Limitations and design choices
- Target collection is required Every CDS session must specify a target collection. There is no "just create the record" mode without collection assignment. This is a design choice rooted in the OSD use case — pre-staged records without collection membership are functionally useless for task-sequence targeting.
- One target collection per session Every device created in a session goes to the same target collection. To populate multiple collections from the same input list, run multiple sessions of CDS or use ADC (Add Device To Collection) for the follow-up additions.
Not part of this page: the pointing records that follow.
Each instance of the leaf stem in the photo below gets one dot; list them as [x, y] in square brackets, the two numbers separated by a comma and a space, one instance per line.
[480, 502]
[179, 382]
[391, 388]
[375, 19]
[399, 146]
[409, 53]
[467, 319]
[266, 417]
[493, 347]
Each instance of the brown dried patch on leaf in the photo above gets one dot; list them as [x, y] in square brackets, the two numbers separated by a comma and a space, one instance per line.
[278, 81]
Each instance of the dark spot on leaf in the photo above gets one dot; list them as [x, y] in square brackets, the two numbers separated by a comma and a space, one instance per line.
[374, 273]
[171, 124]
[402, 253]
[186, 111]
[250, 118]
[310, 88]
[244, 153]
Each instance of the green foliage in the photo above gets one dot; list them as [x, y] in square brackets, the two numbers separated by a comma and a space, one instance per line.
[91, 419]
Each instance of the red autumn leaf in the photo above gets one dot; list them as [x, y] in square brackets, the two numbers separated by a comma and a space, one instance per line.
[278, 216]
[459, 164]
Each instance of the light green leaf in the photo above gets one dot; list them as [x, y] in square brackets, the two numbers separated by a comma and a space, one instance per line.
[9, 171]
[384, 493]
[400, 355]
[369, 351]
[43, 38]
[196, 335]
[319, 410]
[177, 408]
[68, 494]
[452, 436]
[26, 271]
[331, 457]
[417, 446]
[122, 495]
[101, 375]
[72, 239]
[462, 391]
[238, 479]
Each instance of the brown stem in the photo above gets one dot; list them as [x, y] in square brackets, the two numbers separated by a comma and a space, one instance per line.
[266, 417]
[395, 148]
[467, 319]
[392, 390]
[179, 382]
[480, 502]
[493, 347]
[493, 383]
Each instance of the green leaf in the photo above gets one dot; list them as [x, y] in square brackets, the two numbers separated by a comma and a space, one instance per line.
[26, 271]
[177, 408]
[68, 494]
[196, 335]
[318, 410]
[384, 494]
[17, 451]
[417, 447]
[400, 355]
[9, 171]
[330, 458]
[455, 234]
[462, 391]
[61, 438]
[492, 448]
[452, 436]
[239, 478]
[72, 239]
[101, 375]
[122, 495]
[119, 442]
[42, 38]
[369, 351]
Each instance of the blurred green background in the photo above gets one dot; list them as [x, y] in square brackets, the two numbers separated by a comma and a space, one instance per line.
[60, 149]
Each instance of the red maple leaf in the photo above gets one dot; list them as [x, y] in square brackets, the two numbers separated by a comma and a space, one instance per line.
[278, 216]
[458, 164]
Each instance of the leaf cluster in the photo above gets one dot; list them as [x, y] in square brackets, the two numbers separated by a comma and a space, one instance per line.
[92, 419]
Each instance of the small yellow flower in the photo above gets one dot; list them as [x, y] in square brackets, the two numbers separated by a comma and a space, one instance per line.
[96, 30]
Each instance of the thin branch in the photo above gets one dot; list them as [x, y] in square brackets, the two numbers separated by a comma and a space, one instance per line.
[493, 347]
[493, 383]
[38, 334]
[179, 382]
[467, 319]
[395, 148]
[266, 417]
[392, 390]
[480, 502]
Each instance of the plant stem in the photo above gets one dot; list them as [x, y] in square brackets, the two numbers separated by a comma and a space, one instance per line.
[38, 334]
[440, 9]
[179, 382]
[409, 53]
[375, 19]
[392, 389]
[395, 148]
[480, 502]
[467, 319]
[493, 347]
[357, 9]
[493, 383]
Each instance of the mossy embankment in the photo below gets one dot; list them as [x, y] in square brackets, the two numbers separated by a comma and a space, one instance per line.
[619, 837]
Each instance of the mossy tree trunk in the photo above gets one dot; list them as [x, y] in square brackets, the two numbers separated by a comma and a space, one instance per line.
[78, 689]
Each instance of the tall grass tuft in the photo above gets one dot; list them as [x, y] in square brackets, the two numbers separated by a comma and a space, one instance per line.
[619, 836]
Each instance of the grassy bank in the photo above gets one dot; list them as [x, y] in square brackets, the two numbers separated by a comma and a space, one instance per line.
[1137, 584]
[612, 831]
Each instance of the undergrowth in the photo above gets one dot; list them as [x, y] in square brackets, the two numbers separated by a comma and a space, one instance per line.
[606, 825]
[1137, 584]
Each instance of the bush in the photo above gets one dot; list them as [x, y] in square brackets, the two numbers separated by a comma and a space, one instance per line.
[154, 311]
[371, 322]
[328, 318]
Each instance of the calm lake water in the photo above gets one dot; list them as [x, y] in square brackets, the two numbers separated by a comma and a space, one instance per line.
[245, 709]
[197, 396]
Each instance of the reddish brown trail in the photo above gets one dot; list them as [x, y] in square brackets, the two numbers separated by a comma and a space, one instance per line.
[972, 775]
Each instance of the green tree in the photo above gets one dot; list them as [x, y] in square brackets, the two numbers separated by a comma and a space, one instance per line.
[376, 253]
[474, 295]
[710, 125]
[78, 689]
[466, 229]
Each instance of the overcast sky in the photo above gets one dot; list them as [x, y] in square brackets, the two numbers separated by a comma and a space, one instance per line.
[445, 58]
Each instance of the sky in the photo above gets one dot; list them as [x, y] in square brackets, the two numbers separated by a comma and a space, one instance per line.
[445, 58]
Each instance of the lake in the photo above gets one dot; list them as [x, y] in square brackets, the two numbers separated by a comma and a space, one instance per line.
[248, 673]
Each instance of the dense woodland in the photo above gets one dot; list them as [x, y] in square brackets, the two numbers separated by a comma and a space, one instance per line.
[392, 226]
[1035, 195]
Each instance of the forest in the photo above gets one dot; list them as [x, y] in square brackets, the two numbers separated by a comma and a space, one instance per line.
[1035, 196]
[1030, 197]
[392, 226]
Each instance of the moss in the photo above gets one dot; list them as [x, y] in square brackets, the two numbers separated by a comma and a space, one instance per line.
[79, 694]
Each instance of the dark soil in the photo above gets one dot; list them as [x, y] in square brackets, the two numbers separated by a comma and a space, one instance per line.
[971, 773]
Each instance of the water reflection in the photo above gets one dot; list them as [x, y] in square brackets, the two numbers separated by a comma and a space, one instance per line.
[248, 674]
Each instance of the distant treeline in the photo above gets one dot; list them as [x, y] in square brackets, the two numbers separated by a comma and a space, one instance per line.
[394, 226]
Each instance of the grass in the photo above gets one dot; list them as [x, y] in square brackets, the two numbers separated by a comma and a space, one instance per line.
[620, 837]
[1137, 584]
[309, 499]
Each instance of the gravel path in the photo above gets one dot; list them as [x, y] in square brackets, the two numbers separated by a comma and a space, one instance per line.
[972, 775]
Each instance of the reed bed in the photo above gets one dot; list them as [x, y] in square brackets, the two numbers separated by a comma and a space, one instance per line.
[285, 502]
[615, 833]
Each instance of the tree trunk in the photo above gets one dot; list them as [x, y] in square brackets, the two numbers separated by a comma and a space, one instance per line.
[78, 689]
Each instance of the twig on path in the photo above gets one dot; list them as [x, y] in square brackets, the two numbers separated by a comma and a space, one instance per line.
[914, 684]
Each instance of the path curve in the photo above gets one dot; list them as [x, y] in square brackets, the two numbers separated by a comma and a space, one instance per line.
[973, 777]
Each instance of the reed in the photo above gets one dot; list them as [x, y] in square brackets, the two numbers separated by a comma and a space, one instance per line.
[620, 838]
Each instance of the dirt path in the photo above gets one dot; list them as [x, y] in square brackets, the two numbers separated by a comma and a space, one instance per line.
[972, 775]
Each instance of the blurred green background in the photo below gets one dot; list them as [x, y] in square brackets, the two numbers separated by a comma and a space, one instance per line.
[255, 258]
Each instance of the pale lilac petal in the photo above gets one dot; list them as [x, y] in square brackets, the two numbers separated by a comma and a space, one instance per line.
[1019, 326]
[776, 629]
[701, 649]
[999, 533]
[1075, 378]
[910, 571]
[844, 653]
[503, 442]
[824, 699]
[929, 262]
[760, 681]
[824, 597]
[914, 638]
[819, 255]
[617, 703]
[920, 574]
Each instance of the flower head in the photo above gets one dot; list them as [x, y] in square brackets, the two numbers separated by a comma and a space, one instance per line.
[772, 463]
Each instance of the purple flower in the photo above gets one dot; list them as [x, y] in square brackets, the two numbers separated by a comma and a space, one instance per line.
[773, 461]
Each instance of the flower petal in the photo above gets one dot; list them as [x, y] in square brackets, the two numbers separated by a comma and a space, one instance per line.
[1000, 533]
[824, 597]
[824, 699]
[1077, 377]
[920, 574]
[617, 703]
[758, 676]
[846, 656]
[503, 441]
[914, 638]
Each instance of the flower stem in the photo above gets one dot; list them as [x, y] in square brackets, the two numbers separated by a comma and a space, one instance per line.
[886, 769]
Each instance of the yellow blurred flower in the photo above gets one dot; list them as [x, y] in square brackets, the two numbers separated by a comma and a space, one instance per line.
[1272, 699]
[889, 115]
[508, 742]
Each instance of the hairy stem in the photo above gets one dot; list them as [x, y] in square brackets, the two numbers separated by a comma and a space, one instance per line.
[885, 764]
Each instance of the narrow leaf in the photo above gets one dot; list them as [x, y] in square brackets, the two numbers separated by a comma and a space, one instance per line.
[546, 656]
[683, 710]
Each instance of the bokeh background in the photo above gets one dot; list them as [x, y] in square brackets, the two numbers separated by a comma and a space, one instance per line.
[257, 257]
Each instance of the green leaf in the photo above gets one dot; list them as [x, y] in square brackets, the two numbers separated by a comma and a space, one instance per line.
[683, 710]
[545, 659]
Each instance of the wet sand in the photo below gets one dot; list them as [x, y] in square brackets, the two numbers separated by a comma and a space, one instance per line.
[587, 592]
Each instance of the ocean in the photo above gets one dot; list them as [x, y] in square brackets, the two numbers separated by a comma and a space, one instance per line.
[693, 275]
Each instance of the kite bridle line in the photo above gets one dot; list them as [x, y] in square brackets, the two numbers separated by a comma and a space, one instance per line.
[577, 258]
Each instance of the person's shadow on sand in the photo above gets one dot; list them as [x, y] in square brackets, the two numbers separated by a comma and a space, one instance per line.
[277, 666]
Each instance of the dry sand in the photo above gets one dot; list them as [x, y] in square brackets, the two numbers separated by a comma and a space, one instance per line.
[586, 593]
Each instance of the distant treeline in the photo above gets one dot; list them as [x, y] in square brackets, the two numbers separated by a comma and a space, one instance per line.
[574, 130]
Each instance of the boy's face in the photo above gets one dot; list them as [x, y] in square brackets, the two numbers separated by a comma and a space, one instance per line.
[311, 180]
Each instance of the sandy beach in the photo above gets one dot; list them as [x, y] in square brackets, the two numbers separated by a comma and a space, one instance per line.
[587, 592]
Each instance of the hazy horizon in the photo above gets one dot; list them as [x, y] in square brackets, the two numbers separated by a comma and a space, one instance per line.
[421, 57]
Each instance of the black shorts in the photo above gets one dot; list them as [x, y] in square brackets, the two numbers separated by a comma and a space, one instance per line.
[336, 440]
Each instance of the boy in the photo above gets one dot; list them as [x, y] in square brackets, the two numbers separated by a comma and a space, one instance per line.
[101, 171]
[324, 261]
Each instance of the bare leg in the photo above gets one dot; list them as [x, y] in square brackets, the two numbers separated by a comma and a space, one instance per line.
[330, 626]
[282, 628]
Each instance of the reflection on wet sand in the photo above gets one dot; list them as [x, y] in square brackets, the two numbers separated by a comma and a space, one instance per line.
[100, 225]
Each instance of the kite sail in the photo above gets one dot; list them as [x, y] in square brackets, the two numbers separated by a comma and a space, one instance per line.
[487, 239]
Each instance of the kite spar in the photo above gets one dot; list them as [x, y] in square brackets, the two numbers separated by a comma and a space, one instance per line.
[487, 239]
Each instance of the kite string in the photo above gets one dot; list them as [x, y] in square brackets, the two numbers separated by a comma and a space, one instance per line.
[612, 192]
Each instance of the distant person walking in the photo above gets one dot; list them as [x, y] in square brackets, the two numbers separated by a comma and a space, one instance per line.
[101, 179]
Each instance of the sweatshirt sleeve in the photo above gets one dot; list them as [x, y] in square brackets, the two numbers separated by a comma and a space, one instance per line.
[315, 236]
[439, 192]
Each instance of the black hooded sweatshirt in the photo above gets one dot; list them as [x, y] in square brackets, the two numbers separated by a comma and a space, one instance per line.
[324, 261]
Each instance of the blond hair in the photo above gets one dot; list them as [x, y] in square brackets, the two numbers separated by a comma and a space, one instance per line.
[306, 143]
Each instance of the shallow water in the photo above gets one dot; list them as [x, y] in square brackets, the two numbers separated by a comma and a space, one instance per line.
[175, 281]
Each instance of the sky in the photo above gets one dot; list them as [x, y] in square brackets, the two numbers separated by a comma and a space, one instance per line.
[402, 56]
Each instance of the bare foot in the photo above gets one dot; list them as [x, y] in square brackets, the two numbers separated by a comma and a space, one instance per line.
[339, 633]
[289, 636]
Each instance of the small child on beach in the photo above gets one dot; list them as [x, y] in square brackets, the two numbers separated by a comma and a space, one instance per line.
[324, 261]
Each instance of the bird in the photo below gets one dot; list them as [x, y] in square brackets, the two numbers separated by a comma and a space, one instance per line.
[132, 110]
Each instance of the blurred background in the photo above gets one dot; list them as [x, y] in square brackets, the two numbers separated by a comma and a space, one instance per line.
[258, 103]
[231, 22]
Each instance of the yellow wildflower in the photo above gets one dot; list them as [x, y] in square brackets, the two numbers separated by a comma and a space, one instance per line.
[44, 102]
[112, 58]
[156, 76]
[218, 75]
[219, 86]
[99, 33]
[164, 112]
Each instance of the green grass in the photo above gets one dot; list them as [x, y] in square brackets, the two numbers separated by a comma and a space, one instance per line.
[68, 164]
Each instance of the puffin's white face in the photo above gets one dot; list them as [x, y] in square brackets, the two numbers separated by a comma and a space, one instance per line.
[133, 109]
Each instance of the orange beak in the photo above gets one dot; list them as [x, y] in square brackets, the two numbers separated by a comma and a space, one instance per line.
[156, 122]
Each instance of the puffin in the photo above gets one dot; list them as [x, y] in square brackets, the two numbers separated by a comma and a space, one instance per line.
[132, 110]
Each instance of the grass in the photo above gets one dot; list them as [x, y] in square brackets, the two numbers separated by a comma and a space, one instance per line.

- Sequential processing with discovery polling CDS processes one device at a time and waits for SCCM discovery before moving to the next. For 50 devices on a healthy site, expect 1-2 hours of total run time. Sequential processing keeps the CMTrace log readable and avoids overwhelming the SCCM SMS Provider with parallel ImportMachineEntry calls.
- No client-side validation of SMBIOS GUID or MAC format CDS does not enforce hex-string or colon-separator patterns on the identifiers. Verbatim values are passed to ImportMachineEntry; SCCM validates and returns an error if a value is malformed. The error message is captured in the CMTrace log.
- 10-minute discovery timeout per device If SCCM has not discovered a newly-imported device within 10 minutes, CDS reports a TIMEOUT and moves on. The record itself was still created — re-running CDS with the same input will detect the existing record and add it to the collection.
- Idempotent on Computer Name only Existence check uses SMS_R_System.Name. If your environment has two devices with the same Name (different SMBIOS GUIDs or MACs), CDS sees the first one as "already existing" and skips creation. This is a known SCCM constraint: device names are expected to be unique within a site.
Technical notes
- WMI method used CDS calls SMS_Site.ImportMachineEntry with NetbiosName, SMBIOSGUID, and MACAddress as input parameters. The MACAddress parameter accepts either a MAC address or a serial number — SCCM's ImportMachineEntry treats both interchangeably as fallback hardware identifiers when SMBIOSGUID is absent.
- Polling configuration Polling interval: 30 seconds. Maximum elapsed time: 600 seconds (10 minutes). Per-tick existence check: SMS_R_System WHERE Name = '<device>' plus a SMS_FullCollectionMembership check against the SMS00001 All Systems collection (the universal SCCM root collection that every newly-discovered device joins by default).
- Collection membership creation After discovery, CDS resolves the ResourceID via SMS_R_System, then creates an SMS_CollectionRuleDirect with ResourceClassName = SMS_R_System, RuleName = the ResourceID as a string, and the matching ResourceID property. AddMembershipRule is called on the target collection, followed by RequestRefresh.
- CSV parsing File.ReadAllLines + Split on semicolon, comma, or tab. Empty trailing columns are tolerated. Per-line validation: missing ComputerName → skip with warning; missing both SMBIOSGUID and MAC/Serial → skip with warning. No header row detection — every non-blank line is treated as a device entry.
- Credential storage DPAPI-encrypted under the current Windows user profile at %AppData%\TontonTools\credentials.dat — shared across all TontonTools products on the same user account on the same workstation.
- No telemetry, no agent CDS runs entirely from the administrator workstation. The only outbound connections are RPC to the SCCM site server and api.lemonsqueezy.com for license validation (at most weekly).